The BMR formula uses the variables of height, weight, age and gender to calculate your body’s energy expenditure. The only factors it omits are lean body mass (the ratio of muscle-to-fat a body has) and biochemistry. If you have hypothyroid, PCOS, insulin resistance, estrogen dominance, there is no way for the BMR formula to read that– you need blood work and an endocrinologist when dealing with these issues. Barring a hormonal disorder, however, this equation will be fairly accurate overall. One additional caveat, for the very muscular the calorie burn will be slightly underestimated and for those with a higher percentage of body fat the calorie burn will be slightly over estimated.

Use the following BMR Formula for gender to calculate your BMR:

  • Women: BMR = 655 + (4.35 x weight in pounds ) + ( 4.7 x height in inches ) - ( 4.7 x age in years )
  • Men: BMR = 66 + (6.23 x weight in pounds ) + ( 12.7 x height in inches ) - ( 6.8 x age in years )

After you have run through these simple calculations and come up with your BMR, we need to then calculate your AMR. This next exercise is going to tell us how many calories you are burning in a day without adding in your exercise burn. Simply the amount you burn throughout an average day of your life (sans exercise).

Identify which category you fall into:

  1. If you are chained to your desk and sedentary most of your day you are a 1.1. People who fall in this category would be receptionists, telemarketers, customer service reps.
  2. If you are mildly active over the course of your day you are a 1.2. People who fall in this category are housewives, retail sales people, basically folks who are on their feet throughout the day, but not exerting themselves as a part of their jobs (though the moms amongst you might argue with me on this one).
  3. If you are active and on your feet moving at a fast pace you are a 1.3. I fall into this category as most trainers would. So might a plumber or an electrician. This applies to those that are up, moving, exerting energy, but not working on a chain gang.
  4. If you are extremely physically active you are a 1.4. Construction workers, professional athletes, essentially anyone who is constantly exerting themselves throughout the course of their day would fit in this group.

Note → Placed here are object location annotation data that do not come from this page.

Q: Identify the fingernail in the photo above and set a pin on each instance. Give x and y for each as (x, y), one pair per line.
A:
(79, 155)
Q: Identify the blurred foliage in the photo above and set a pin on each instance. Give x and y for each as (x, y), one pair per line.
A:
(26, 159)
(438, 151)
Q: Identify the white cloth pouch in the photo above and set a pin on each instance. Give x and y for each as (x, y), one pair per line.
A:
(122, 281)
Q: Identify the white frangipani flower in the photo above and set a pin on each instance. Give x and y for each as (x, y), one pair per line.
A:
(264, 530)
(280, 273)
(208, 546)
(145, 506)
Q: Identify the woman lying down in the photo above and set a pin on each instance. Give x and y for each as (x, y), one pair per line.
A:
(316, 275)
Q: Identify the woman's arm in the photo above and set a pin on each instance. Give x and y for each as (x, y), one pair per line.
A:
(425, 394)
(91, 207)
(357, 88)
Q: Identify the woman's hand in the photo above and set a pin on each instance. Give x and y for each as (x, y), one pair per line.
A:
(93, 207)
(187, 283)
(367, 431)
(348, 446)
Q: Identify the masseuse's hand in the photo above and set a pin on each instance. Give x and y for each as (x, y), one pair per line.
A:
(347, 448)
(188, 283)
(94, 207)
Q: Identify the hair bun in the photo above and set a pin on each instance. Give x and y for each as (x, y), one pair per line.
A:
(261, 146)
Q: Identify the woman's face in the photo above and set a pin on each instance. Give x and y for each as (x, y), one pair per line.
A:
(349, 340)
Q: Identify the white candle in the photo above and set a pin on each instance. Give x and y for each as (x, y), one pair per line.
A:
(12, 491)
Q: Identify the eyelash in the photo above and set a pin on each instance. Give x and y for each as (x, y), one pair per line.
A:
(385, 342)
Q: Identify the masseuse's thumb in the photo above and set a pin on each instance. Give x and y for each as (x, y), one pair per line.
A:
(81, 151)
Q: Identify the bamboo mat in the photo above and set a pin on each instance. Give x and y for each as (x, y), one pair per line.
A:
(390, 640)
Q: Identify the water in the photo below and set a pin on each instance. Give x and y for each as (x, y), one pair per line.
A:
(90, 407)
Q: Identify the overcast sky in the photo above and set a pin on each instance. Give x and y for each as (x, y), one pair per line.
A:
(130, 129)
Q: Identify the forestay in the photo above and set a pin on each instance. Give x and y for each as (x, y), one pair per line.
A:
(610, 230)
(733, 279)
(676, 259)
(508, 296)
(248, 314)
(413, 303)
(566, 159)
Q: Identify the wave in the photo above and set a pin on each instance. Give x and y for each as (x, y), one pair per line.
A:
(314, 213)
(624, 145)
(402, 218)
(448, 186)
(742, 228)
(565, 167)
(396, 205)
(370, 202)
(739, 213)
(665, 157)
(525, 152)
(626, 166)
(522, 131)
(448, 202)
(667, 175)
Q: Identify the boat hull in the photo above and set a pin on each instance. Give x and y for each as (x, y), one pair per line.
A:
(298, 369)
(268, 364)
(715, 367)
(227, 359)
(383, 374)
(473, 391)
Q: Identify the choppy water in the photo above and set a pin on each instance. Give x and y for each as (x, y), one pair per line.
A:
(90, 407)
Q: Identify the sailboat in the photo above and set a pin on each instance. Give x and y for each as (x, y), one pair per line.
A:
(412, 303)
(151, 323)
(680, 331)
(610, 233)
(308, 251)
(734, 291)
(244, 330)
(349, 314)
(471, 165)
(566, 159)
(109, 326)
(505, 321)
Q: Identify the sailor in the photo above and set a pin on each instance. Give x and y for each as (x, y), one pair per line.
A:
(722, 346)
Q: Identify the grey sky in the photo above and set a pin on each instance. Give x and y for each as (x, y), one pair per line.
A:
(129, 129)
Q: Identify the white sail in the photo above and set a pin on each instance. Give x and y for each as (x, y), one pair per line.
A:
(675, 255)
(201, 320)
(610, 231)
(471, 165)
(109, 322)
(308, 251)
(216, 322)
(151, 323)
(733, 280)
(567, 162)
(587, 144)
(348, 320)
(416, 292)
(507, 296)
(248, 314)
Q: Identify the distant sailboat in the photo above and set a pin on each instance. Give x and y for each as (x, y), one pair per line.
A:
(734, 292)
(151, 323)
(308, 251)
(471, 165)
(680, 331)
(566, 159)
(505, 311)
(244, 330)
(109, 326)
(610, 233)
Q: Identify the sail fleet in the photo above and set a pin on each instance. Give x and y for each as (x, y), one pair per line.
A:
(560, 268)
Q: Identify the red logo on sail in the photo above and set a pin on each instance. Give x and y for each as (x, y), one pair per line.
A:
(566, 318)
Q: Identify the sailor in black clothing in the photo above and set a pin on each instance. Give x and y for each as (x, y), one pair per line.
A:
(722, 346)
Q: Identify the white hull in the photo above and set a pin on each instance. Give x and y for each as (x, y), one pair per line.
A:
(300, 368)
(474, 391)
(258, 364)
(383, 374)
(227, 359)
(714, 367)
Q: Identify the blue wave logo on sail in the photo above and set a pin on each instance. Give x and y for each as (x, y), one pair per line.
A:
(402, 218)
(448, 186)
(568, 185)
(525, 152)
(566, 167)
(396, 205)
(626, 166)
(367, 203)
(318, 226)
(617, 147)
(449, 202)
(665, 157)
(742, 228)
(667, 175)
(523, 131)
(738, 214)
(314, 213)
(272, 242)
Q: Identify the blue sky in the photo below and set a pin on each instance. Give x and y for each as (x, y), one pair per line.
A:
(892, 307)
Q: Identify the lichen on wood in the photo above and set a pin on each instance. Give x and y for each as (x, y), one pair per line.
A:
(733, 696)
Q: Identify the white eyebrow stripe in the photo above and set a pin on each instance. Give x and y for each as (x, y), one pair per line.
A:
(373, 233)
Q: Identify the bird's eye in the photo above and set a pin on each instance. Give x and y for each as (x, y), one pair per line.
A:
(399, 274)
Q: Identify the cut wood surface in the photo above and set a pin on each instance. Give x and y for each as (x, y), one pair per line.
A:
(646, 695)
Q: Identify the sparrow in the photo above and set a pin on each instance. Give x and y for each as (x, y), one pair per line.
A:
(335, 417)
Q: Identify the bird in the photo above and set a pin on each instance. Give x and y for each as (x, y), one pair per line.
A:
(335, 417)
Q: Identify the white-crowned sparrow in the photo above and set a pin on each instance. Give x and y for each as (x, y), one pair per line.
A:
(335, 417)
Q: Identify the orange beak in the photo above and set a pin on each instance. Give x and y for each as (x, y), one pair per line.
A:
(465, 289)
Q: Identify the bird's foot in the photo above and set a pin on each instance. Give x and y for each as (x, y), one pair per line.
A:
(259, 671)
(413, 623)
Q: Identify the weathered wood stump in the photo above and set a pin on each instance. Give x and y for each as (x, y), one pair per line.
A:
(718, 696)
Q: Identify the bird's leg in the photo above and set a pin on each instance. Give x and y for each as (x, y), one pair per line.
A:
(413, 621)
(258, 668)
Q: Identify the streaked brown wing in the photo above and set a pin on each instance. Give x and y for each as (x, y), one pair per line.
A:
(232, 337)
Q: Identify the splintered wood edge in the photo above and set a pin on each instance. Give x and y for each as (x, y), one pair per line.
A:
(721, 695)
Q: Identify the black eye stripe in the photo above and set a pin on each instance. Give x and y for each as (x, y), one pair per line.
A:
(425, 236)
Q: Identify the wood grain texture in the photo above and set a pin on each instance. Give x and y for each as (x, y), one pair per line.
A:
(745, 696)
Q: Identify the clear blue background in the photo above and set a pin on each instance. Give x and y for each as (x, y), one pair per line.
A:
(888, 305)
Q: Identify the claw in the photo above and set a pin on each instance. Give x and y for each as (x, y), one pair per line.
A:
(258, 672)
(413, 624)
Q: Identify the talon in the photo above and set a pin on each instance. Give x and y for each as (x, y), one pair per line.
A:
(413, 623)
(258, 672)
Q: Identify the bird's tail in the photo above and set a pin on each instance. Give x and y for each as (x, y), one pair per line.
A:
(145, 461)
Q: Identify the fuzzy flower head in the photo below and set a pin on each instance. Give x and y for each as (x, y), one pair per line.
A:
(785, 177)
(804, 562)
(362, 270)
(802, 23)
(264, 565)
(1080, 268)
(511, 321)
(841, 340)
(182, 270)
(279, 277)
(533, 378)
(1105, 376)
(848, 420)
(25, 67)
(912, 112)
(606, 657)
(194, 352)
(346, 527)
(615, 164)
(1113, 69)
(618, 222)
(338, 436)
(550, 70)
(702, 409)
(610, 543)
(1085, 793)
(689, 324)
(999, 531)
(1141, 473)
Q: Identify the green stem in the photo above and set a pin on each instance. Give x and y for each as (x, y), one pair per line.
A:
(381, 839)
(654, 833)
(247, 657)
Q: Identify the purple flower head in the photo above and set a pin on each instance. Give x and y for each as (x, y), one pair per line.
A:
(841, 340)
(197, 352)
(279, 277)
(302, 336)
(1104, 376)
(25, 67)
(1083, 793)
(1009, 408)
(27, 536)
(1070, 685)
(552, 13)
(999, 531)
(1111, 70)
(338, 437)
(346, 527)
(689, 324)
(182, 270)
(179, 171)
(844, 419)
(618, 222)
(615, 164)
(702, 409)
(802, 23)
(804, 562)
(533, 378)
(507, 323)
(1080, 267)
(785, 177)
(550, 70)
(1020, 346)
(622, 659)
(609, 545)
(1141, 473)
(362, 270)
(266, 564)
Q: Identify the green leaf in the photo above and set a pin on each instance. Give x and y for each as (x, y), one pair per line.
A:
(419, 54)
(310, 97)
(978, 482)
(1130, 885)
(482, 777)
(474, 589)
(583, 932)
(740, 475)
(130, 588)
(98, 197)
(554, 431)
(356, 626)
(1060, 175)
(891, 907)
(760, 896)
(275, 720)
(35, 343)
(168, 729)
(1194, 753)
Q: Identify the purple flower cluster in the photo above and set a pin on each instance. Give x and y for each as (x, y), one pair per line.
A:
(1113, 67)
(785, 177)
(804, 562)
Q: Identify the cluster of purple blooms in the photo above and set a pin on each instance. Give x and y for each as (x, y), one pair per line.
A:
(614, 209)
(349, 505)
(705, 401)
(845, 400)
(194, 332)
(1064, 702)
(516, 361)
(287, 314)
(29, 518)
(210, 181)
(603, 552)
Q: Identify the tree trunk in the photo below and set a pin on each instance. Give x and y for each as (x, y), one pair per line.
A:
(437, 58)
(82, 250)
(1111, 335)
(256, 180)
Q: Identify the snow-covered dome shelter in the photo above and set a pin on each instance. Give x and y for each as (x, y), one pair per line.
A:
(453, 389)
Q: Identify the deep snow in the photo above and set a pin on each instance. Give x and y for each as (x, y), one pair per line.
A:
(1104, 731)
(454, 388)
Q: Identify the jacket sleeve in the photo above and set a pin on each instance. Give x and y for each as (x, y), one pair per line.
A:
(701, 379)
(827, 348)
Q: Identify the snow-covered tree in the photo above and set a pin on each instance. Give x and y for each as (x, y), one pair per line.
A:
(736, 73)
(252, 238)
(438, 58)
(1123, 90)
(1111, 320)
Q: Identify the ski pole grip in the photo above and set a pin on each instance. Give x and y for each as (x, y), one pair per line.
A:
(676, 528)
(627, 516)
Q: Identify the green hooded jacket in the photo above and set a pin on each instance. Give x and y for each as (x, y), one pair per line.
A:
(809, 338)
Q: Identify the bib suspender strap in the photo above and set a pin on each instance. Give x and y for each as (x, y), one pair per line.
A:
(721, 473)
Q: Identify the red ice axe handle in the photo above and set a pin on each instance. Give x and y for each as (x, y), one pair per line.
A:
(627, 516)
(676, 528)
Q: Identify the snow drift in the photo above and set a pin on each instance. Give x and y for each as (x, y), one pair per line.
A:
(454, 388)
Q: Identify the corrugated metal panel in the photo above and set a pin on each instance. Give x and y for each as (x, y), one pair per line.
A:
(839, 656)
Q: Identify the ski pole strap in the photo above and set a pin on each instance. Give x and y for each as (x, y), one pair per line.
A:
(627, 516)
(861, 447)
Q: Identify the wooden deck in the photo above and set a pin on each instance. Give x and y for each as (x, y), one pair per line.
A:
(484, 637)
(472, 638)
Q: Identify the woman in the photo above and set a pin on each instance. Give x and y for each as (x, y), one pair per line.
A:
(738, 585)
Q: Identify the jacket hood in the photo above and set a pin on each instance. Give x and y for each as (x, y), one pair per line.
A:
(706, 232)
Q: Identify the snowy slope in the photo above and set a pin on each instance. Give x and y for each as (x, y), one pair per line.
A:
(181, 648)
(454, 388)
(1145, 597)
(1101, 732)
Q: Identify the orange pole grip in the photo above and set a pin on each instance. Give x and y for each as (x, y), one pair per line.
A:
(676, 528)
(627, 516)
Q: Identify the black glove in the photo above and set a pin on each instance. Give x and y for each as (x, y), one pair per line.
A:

Once you have identified which category you best fit, take that number and multiply it with your BMR. So, if my BMR is 1300, I would then multiply it by 1.3 and arrive at 1690. Now I’d know that if I eat around 1700 calories a day on the days I don’t work out, I won’t gain weight. Additionally, on the days I do workout I’ll be able to factor in that additional burn and ramp up my AMR even more. Let’s say I added an hour of training and I burned 500 calories during that hour, then my total AMR would be 2300.

With all the info I’ve just given you here, there is absolutely no way you won’t be able to figure out your personal magic number. Use the link above to calculate your weight loss goals (amount of weight and time frame you want to lose it in) and it will tell you how many calories you should be taking in daily. Or, use the AMR equation I have provided here. As long as you don’t eat over your AMR on a daily basis you won’t gain weight.